Absolutely - but only if you chuck the fairy tale of living happily ever after. A team of scientists recently found that romantic love involves chemical changes in the brain that last 12 to 18 months. After that, you and your partner are on your own. Relationships require maintenance. Pay a visit to a nursing home if you want to see proof of lasting love. Recently I spoke to a man whose wife of 60 years was suffering from advanced Alzheimer's disease. He came to sit with her every day and hold her hand. "She's been my best friend since high school," he told me, "We made a promise to stick together." Now, that's a love story.
Q. Why do married folks begin to look like one another?
Watch any two people who like each other talking, and you'll see a lot of mirroring.
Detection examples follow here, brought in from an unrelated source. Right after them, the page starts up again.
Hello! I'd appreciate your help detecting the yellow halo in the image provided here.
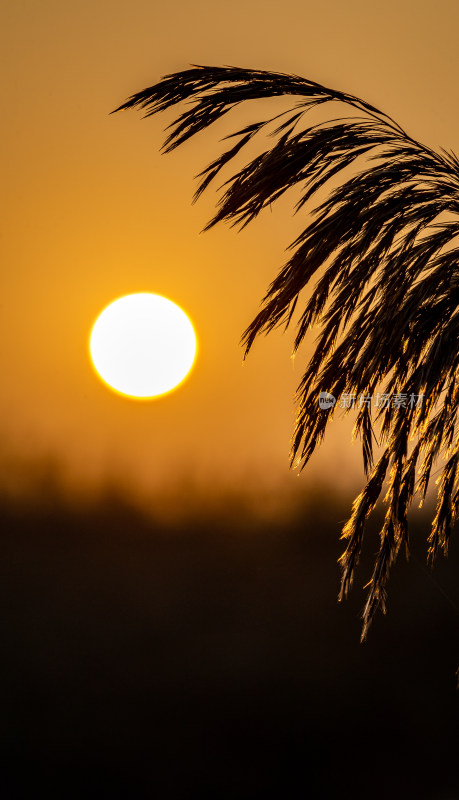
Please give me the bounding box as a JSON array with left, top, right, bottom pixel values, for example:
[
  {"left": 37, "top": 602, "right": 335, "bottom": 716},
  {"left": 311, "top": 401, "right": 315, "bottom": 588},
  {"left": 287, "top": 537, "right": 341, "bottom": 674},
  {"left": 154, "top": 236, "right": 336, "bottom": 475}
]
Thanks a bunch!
[{"left": 89, "top": 292, "right": 197, "bottom": 399}]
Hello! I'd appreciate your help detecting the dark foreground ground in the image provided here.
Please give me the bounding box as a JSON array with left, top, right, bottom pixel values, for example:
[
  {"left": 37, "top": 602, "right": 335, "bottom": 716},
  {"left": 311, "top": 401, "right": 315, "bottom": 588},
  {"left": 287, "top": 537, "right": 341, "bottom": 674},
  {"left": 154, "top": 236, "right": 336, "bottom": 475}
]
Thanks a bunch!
[{"left": 0, "top": 484, "right": 459, "bottom": 800}]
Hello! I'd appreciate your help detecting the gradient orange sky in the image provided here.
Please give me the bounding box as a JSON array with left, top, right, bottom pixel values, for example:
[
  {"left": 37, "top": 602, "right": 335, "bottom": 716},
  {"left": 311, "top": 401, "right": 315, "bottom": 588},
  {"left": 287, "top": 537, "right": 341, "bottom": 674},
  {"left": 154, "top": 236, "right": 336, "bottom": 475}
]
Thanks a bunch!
[{"left": 0, "top": 0, "right": 459, "bottom": 512}]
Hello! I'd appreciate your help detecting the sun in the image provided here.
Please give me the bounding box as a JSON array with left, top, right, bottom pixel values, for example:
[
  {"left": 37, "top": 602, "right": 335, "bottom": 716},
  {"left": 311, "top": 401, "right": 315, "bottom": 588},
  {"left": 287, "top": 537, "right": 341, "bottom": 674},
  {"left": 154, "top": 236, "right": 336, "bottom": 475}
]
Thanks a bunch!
[{"left": 89, "top": 292, "right": 197, "bottom": 400}]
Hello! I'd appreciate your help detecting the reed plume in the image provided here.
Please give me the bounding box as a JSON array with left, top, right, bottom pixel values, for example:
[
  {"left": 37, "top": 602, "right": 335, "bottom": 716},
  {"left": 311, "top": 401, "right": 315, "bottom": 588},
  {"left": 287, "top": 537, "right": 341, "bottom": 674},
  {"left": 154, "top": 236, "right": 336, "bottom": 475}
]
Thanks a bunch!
[{"left": 116, "top": 65, "right": 459, "bottom": 639}]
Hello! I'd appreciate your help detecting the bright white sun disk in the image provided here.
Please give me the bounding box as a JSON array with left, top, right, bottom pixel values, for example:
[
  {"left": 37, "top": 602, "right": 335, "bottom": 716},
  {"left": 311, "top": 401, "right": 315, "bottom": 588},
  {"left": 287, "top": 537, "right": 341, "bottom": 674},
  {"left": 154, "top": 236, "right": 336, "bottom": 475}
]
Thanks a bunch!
[{"left": 89, "top": 292, "right": 197, "bottom": 398}]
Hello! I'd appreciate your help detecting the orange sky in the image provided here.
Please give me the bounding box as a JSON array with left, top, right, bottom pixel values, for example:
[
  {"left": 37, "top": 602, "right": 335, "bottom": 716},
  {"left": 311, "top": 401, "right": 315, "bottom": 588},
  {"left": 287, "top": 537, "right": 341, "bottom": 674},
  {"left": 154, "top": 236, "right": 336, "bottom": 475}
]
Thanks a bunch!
[{"left": 0, "top": 0, "right": 459, "bottom": 512}]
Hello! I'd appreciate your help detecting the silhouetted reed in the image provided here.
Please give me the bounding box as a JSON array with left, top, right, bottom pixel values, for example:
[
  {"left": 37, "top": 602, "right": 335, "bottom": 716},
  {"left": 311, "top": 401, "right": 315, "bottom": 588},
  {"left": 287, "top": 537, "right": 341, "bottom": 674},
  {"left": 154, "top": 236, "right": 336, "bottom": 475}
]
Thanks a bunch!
[{"left": 116, "top": 65, "right": 459, "bottom": 638}]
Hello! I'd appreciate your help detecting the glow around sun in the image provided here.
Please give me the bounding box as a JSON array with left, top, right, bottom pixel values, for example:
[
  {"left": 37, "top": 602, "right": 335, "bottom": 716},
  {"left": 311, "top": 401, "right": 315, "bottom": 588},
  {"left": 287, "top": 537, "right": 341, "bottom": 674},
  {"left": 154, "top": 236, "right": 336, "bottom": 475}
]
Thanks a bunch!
[{"left": 89, "top": 292, "right": 197, "bottom": 399}]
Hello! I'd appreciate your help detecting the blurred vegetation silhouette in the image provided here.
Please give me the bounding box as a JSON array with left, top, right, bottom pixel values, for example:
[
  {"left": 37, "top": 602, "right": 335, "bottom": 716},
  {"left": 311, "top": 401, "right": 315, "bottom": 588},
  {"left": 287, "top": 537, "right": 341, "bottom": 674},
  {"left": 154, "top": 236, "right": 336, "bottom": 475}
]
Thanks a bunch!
[{"left": 116, "top": 65, "right": 459, "bottom": 638}]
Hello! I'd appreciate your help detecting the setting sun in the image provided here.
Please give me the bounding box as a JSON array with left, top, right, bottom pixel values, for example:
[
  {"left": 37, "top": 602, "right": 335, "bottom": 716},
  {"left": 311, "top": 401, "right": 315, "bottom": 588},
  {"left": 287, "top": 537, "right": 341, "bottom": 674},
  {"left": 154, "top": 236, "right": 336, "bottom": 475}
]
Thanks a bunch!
[{"left": 89, "top": 292, "right": 197, "bottom": 399}]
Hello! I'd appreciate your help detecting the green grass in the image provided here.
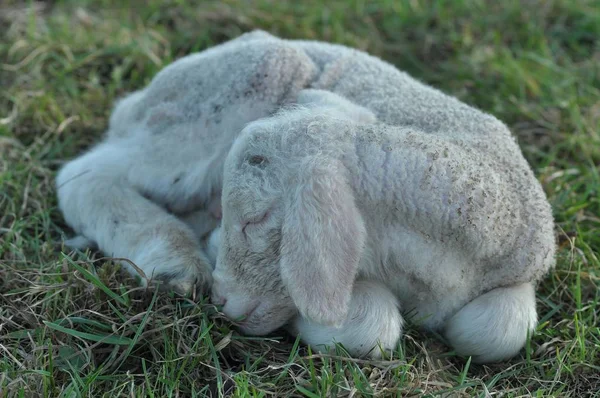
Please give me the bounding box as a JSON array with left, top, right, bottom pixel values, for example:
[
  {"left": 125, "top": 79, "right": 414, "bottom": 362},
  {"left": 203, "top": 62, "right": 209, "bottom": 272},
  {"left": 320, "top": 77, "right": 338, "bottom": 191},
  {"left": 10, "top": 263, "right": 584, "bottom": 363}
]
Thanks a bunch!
[{"left": 0, "top": 0, "right": 600, "bottom": 397}]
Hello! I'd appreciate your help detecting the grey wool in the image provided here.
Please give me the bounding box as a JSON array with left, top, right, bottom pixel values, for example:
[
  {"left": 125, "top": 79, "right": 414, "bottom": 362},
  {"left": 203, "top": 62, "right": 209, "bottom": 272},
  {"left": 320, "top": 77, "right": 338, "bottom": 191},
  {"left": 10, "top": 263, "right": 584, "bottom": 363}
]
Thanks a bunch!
[{"left": 57, "top": 31, "right": 555, "bottom": 362}]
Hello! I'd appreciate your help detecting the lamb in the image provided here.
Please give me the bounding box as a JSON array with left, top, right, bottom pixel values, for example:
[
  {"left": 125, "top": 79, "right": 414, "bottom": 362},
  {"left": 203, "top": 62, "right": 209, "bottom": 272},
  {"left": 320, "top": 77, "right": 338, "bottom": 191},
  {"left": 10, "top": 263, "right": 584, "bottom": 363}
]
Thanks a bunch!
[{"left": 57, "top": 31, "right": 555, "bottom": 363}]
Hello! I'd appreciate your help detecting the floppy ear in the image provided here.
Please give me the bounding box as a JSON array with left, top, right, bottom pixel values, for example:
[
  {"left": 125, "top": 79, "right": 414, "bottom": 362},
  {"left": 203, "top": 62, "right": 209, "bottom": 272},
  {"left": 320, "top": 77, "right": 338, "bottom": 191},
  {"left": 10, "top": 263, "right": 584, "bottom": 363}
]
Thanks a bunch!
[
  {"left": 281, "top": 158, "right": 366, "bottom": 326},
  {"left": 297, "top": 88, "right": 377, "bottom": 124}
]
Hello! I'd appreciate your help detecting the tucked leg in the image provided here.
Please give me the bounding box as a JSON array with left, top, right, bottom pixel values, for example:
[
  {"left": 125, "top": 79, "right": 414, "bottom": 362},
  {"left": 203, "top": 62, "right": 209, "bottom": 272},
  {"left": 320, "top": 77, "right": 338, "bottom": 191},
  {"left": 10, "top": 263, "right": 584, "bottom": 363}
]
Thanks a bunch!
[
  {"left": 445, "top": 283, "right": 537, "bottom": 363},
  {"left": 289, "top": 281, "right": 403, "bottom": 358},
  {"left": 57, "top": 145, "right": 212, "bottom": 293}
]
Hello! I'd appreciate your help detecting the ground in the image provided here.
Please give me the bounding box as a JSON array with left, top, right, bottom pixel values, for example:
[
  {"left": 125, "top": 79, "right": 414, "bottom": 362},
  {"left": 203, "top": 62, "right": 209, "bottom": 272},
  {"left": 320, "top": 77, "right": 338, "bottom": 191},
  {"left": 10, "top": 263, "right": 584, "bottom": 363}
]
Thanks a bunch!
[{"left": 0, "top": 0, "right": 600, "bottom": 397}]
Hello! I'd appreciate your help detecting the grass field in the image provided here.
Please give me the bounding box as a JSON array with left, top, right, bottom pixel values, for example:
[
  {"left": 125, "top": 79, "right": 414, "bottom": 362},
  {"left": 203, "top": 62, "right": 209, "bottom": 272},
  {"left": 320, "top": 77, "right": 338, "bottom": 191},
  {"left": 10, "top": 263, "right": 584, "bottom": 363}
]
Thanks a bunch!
[{"left": 0, "top": 0, "right": 600, "bottom": 397}]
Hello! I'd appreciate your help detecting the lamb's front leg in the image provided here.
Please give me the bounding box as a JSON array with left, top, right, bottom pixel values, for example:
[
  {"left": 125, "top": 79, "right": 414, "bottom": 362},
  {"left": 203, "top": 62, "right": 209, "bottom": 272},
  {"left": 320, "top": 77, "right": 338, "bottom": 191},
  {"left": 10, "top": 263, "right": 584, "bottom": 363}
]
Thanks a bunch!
[
  {"left": 289, "top": 281, "right": 403, "bottom": 358},
  {"left": 57, "top": 144, "right": 212, "bottom": 294}
]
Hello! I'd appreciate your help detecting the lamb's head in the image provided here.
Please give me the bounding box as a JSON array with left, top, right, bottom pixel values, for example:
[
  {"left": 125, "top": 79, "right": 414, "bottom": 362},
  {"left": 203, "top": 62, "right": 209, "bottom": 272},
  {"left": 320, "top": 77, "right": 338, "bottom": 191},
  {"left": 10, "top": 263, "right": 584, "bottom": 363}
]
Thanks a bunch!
[{"left": 213, "top": 93, "right": 365, "bottom": 334}]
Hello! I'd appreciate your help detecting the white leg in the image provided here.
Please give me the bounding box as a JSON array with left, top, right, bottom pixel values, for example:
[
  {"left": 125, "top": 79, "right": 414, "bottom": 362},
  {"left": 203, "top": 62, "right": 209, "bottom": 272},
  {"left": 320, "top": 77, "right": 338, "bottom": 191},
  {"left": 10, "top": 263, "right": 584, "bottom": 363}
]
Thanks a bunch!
[
  {"left": 57, "top": 144, "right": 212, "bottom": 293},
  {"left": 445, "top": 283, "right": 537, "bottom": 363},
  {"left": 289, "top": 281, "right": 403, "bottom": 358}
]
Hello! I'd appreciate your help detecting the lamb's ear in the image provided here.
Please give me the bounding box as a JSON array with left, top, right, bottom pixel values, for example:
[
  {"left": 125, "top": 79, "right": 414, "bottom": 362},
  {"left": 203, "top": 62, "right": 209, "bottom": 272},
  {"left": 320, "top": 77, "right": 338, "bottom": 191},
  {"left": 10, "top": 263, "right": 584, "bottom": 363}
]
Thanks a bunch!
[{"left": 281, "top": 162, "right": 366, "bottom": 326}]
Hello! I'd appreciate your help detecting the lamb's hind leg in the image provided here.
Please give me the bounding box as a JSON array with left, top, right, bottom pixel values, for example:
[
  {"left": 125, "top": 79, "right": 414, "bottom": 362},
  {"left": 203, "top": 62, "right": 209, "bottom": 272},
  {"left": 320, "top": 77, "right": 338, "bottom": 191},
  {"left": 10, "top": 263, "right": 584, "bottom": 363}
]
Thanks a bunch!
[
  {"left": 57, "top": 144, "right": 212, "bottom": 293},
  {"left": 445, "top": 283, "right": 537, "bottom": 363}
]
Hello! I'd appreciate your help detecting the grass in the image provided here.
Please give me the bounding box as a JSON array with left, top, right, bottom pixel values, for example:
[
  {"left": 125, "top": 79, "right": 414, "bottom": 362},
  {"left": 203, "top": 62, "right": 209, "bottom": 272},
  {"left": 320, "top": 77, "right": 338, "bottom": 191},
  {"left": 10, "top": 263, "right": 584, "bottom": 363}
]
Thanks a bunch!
[{"left": 0, "top": 0, "right": 600, "bottom": 397}]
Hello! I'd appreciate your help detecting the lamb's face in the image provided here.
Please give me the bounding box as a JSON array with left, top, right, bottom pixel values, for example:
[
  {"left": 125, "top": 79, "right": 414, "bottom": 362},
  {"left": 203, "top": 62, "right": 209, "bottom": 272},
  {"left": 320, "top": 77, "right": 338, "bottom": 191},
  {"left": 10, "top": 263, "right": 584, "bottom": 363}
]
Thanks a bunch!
[{"left": 212, "top": 121, "right": 296, "bottom": 335}]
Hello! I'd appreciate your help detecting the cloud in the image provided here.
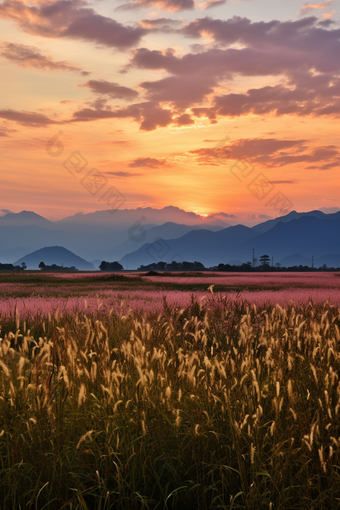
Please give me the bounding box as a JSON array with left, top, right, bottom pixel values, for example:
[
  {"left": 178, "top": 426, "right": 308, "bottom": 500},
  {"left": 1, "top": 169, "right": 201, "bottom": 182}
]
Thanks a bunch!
[
  {"left": 0, "top": 41, "right": 90, "bottom": 76},
  {"left": 117, "top": 0, "right": 195, "bottom": 12},
  {"left": 129, "top": 158, "right": 168, "bottom": 168},
  {"left": 298, "top": 0, "right": 334, "bottom": 15},
  {"left": 104, "top": 171, "right": 144, "bottom": 177},
  {"left": 139, "top": 18, "right": 182, "bottom": 33},
  {"left": 203, "top": 0, "right": 227, "bottom": 10},
  {"left": 139, "top": 76, "right": 214, "bottom": 108},
  {"left": 79, "top": 80, "right": 138, "bottom": 99},
  {"left": 268, "top": 181, "right": 296, "bottom": 184},
  {"left": 129, "top": 16, "right": 340, "bottom": 123},
  {"left": 0, "top": 109, "right": 59, "bottom": 127},
  {"left": 0, "top": 0, "right": 148, "bottom": 49}
]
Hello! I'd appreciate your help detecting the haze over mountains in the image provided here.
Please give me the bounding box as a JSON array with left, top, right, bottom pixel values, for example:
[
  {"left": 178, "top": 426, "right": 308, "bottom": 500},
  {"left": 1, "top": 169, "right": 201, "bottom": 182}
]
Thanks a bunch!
[{"left": 0, "top": 207, "right": 340, "bottom": 269}]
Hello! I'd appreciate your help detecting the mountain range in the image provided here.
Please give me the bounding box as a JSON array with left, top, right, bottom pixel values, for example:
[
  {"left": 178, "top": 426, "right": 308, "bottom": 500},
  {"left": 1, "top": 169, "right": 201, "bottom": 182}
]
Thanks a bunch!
[{"left": 0, "top": 207, "right": 340, "bottom": 269}]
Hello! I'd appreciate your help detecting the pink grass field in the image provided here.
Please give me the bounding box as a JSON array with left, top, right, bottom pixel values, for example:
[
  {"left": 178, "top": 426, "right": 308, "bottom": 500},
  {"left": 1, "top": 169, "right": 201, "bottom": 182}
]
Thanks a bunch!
[{"left": 0, "top": 273, "right": 340, "bottom": 318}]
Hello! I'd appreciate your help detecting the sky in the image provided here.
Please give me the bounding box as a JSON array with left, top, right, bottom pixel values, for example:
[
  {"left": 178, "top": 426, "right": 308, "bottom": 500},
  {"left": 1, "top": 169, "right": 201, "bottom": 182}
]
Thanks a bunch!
[{"left": 0, "top": 0, "right": 340, "bottom": 221}]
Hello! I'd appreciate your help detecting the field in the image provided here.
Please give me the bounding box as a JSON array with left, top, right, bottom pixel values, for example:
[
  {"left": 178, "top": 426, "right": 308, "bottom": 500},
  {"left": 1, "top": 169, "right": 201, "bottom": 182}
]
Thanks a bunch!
[{"left": 0, "top": 273, "right": 340, "bottom": 510}]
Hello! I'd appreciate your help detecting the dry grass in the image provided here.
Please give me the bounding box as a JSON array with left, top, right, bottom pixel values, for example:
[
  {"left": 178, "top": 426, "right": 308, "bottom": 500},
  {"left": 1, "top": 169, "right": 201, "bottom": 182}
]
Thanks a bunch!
[{"left": 0, "top": 300, "right": 340, "bottom": 510}]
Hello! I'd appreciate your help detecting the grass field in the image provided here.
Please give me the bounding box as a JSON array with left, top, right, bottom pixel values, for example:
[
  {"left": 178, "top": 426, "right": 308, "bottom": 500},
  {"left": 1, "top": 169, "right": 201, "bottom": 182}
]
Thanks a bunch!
[{"left": 0, "top": 274, "right": 340, "bottom": 510}]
One smiles, and so does the other. One nods or raises her eyebrows, and so does the other. Faces are like melodies with a natural urge to stay in sync. Multiply those movements by several decades of marriage, all those years of simultaneous sagging and drooping, and it's no wonder!
Q. Can marriage survive betrayal?
Yes. It takes time and work, but experts are pretty unanimous on this one. In her book The Monogamy Myth, Peggy Vaughan estimates that 60 percent of husbands and 40 percent of wives will have an affair at some point in their marriages. That's no advertisement for straying - but the news is good for couples hoping to recover from devastating breaches of trust. The offended partner needs to make the choice to forgive - and learn to live with a memory that can't simply be erased. Infidelity is never forgotten, but it can gradually fade into the murky background of a strong, mature marriage.